McDonald’s $5 Meal Deal: A Win for Customers or a Loss for Franchise Owners?

McDonald’s is expected to experience only a modest profit from its $5 meal deal, with profit margins projected to range between 1% and 5%, translating to approximately $0.05 to $0.25 for each meal bundle sold, according to restaurant analyst Mark Kalinowski.

This promotion is part of McDonald’s strategy to attract inflation-weary consumers back to its restaurants, with the hopes that once customers are inside, they will be encouraged to purchase additional items beyond the $5 meal.

The potential for profit will hinge on several factors including ingredient costs, labor expenses, and overhead. Arlene Spiegel, president of Arlene Spiegel & Associates, noted that the $5 meal deal is more focused on promotion than profitability.

Despite efforts to draw diners in, franchise owners may not see significant profits from the deal. Approximately 95% of McDonald’s restaurants are franchise-operated, meaning individual owners determine their own pricing and must manage various additional costs such as rent, insurance, and taxes.

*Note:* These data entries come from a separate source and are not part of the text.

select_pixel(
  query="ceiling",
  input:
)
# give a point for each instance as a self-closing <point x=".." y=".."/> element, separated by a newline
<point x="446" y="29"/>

In a previous statement, Joe Erlinger, president of McDonald’s U.S., mentioned that franchisees often implement promotional offers like the $5 meal deal to offset rising overhead costs. Nevertheless, according to Spiegel, this bundle often acts as a “loss leader” aimed at attracting and retaining customers. When taking into account expenses related to labor, packaging, condiments, delivery, and marketing, she indicated that franchise owners may end up eliminating any profit from the items included in the deal.